Pain intensity is frequently used to guide analgesic therapy but recently a better understanding of the pathophysiology of pain in cancer patients has lent support to the use of these analgesics and other drugs to complement the analgesics particularly in “failed pain control”.
Pain mediators in cancer patients such as COX-2, peptide endothelin-1, nerves growth factors, interleukins, cytokines malignancy-related tissue acidosis are known to sensitize and stimulate primary afferent neurons of pain pathway. Thus, inhibitors of cytokines and COX-2 have been shown to be very effective in treating pain in cancer patients. Selective inhibitors of COX-2 drugs have also been shown to inhibit angiogenesis in addition to relief of pain in these patients. Combining opioids and other drugs such as antidepressant [15, 16], anticonvulsants [14, 16] have been shown to be effective too. In this situation, the social and psychological component of pain is also taken care of.
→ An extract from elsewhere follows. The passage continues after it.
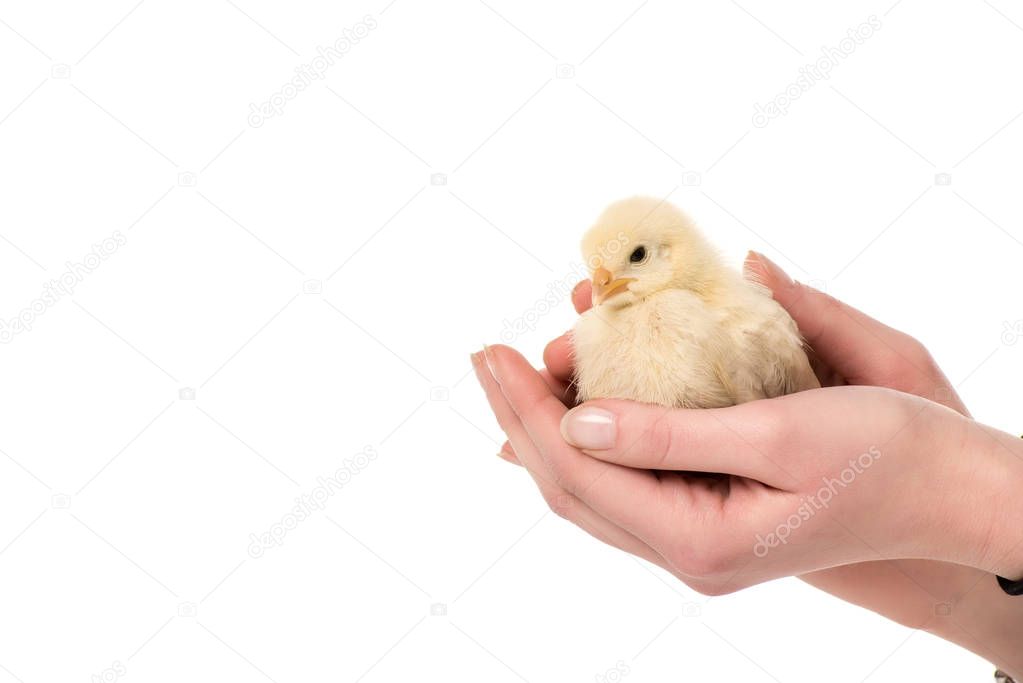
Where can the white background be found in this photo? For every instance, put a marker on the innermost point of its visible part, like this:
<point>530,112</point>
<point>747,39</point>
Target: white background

As our understanding of the specific cellular mechanisms of cancer pain increases more analgesics can be developed that targets the precise mediators of pain both according to the nature of the specific tumor and individual suffering from pain.
The prevalence of pain in hospitalized cancer patients is high and NSAIDs and weak opioids are the analgesic agents that are commonly used in them. Effort to use selective inhibitors of COX-2 NSAIDS should be encouraged because of the advantage they have on angiogenesis. Analgesia should be dictated and proportional to the intensity of pain in these patients.